Though the full paper has not yet been released. Preliminary results from a case-control study, published in the Annals of Oncology, included 307 women diagnosed with breast cancer and taken for treatment at the Department of Oncology-hematology, Hospital of Piacenza (Italy). Following treatment of breast cancer, participants were given the choice to follow their normal diets, or accept additional dietary advice to reduce their risk of breast cancer relapse.
See more: Olive Oil and Women's Health
The two dietary interventions were therefore, a normal diet or a Mediterranean diet (MedDiet). The MedDiet consisted of high intake of fruit (3 pieces day), vegetables (4 serves day), fish (4 or more servings per week), whole grains (one serve day), and the inclusion of generous amounts of extra virgin olive oil (EVOO). The women were also able to consume one alcoholic beverage per day. The normal diet consisted of whatever participants had been eating, with the addition of advice on healthy eating from a dietitian. There were 199 participants in the normal diet group and 108 in the MedDiet group.
An in-depth blood sample was collected from participants to assess glucose, cholesterol, various vitamins, minerals and hormones, inflammatory markers, and metabolites. They were required to complete quality of life and physical activity questionnaires.
The results after the preliminary follow-up of 3 years show that the MedDiet has reduced the risk of cancer recurrence. In the normal diet group, a total of 11 participants relapsed, while in the MedDiet group there was zero relapse or recurrence observed. Due to the results from blood test vitamin levels showing higher levels of B-carotene and pro-vitamin A in participants following the MedDiet, researchers have been very curious about the impact these results could suggest, that diet does, in fact, have a great influence on cancer activation and reactivation.

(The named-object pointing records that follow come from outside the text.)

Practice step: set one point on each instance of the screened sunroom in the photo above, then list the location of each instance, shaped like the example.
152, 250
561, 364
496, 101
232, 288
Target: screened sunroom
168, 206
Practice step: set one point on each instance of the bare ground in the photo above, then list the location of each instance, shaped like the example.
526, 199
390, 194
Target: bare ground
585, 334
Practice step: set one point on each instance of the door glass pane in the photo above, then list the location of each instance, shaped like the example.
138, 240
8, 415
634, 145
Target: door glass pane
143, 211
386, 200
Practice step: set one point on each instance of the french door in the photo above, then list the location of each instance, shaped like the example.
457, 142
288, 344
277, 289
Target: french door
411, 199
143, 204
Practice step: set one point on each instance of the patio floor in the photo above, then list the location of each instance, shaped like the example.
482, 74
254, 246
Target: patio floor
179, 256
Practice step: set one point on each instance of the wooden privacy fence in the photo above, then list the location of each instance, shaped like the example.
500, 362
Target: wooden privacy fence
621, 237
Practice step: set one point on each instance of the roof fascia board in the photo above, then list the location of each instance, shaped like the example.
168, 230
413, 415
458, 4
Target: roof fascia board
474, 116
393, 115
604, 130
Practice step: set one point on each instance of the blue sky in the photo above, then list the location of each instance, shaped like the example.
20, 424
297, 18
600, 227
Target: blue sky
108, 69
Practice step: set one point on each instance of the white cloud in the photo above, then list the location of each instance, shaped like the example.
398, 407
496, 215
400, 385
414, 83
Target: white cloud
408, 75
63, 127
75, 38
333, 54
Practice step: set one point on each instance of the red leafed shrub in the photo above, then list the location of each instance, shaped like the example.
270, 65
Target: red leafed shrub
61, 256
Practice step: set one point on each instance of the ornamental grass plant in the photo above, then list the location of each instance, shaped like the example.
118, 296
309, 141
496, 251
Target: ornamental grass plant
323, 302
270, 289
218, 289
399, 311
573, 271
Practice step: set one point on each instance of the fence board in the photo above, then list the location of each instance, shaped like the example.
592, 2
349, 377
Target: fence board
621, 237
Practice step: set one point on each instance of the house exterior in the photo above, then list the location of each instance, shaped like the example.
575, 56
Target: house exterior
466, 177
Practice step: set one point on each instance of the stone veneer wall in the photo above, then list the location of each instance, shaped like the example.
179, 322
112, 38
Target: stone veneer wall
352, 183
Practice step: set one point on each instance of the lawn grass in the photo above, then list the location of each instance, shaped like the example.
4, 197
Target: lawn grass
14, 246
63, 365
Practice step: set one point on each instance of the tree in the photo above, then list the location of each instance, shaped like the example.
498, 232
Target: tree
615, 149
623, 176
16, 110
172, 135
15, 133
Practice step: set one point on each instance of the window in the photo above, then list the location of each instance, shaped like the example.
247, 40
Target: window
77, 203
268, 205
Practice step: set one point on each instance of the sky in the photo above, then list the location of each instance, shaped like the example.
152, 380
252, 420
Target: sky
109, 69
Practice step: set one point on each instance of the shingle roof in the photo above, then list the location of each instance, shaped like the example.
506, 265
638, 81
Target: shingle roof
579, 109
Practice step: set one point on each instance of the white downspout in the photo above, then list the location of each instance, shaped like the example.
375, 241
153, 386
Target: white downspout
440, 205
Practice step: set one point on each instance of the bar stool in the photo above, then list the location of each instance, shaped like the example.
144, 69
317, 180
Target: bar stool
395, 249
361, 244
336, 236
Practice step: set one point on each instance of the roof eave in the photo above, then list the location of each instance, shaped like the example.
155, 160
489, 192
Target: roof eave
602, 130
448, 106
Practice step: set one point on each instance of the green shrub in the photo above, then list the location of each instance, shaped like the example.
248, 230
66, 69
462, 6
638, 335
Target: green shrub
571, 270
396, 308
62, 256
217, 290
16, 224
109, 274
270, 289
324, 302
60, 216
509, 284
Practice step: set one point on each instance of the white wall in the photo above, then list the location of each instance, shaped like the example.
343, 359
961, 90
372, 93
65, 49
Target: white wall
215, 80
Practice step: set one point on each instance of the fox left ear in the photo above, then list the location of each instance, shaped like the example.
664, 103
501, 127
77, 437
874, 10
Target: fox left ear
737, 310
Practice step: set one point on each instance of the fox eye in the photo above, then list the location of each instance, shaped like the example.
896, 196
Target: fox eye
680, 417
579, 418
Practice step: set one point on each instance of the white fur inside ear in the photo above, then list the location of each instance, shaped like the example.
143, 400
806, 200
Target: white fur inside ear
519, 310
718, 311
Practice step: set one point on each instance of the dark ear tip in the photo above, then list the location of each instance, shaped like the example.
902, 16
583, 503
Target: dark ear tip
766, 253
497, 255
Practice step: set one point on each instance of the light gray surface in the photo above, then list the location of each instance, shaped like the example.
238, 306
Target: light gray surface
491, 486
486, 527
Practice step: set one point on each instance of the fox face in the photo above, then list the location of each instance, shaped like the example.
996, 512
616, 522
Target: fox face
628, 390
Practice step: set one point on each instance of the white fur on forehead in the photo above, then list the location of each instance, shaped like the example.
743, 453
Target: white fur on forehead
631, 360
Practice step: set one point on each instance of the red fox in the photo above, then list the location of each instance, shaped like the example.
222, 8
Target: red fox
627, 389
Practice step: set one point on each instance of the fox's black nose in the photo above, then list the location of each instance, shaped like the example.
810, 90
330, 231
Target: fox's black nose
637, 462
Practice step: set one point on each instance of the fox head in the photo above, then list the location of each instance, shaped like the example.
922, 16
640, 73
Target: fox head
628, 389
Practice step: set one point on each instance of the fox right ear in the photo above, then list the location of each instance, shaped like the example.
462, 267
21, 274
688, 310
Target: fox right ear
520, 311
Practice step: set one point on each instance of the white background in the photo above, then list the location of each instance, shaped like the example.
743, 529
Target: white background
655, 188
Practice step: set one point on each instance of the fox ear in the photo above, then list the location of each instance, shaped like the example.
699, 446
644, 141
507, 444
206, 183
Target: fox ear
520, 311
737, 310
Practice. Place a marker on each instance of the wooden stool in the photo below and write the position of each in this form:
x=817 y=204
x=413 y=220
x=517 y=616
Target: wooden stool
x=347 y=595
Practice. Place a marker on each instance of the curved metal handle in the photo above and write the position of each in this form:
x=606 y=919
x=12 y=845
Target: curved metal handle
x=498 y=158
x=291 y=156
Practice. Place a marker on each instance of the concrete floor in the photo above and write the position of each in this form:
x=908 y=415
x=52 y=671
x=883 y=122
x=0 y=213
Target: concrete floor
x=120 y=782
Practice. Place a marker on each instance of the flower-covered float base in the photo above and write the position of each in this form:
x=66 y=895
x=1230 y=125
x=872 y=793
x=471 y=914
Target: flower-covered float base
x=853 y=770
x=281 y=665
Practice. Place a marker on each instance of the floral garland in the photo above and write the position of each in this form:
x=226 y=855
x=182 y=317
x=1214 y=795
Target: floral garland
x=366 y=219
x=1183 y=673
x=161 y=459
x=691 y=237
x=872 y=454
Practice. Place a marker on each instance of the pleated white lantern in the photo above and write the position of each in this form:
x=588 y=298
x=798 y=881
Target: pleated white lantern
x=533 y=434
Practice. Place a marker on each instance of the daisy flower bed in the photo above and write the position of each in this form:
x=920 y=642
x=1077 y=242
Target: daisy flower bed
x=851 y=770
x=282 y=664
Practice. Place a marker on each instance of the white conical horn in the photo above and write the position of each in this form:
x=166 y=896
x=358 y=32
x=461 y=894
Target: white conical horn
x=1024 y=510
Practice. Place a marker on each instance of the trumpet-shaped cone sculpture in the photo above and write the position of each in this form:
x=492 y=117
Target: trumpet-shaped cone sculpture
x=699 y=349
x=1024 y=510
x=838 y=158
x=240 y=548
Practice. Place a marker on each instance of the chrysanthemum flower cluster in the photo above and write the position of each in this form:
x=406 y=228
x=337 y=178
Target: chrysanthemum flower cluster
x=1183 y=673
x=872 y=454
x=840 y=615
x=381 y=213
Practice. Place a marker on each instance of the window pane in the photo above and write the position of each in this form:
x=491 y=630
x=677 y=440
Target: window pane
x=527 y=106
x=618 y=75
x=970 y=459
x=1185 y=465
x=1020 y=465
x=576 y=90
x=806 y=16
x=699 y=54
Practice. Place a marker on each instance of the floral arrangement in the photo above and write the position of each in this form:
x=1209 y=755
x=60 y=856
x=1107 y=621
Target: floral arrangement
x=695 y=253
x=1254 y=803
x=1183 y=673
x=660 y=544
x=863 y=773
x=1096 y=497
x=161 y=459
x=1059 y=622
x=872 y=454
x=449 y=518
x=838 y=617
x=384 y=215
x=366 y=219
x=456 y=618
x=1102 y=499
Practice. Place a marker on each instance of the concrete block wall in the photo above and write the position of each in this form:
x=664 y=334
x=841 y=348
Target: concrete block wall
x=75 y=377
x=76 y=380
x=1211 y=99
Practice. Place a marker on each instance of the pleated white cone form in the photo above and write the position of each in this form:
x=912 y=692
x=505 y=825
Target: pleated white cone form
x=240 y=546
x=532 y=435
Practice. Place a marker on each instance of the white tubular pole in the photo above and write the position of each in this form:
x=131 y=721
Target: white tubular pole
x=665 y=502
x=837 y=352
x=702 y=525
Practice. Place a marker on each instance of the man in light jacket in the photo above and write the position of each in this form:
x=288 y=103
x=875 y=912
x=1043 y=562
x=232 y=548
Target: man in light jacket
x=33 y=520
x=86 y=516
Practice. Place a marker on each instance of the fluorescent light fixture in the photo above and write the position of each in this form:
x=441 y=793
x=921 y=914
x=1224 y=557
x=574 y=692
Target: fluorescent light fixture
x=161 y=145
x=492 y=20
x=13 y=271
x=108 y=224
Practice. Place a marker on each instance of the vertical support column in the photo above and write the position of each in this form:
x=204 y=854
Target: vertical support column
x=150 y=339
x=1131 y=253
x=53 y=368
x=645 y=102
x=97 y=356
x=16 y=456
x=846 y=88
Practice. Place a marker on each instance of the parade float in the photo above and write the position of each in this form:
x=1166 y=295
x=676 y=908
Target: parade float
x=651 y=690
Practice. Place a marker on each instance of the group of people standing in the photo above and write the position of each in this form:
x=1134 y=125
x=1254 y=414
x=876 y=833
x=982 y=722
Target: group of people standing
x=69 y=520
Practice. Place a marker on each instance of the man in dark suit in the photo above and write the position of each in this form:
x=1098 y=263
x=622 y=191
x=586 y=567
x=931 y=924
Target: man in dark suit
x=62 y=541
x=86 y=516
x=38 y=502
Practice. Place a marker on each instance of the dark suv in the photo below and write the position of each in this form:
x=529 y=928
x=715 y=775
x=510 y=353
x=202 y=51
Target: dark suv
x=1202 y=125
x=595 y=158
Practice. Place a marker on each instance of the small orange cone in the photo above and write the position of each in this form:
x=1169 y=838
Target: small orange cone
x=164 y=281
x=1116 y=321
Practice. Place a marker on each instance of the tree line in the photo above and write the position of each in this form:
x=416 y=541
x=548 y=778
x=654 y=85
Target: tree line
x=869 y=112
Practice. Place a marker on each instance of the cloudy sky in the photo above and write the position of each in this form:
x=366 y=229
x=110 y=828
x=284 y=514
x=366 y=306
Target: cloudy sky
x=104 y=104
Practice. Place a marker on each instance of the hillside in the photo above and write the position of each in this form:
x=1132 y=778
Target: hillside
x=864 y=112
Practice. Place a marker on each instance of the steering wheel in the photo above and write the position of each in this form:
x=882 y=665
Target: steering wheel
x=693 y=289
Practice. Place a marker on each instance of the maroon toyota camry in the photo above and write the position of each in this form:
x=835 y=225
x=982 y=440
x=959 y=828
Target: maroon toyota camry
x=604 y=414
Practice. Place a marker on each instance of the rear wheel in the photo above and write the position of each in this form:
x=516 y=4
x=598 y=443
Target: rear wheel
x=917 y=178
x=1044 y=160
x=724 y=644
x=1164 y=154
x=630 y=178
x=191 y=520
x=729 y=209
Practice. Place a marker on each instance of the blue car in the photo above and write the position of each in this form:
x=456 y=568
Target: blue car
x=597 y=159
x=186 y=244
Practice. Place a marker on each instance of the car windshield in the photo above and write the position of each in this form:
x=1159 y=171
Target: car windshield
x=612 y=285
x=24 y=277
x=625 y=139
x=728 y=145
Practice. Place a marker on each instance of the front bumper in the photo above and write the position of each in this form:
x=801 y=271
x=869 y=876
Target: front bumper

Such results are not limited to these new preliminary results, as a study recently published in JAMA Internal Medicine, based on evidence conducted within the framework of the Predimed trial, looked at 4,282 postmenopausal women with three different dietary interventions and found the risk of invasive breast cancer was reduced by 68 percent in those that consumed a MedDiet supplemented with EVOO, while there were no such effects for a MedDiet with nuts or a low-fat diet. This study established that the benefits were attributed to increased EVOO intake, each additional 5 percent of calories consumed from EVOO reducing the risk of invasive breast cancer by approximately 28 percent.
Though it’s too early to draw any firm conclusions at this stage, the preliminary evidence has raised the question on exactly what dietary advice should be recommended to people with cancer, or more importantly, those recovering from cancer. Longer studies that include more participants will now be needed to confirm these results.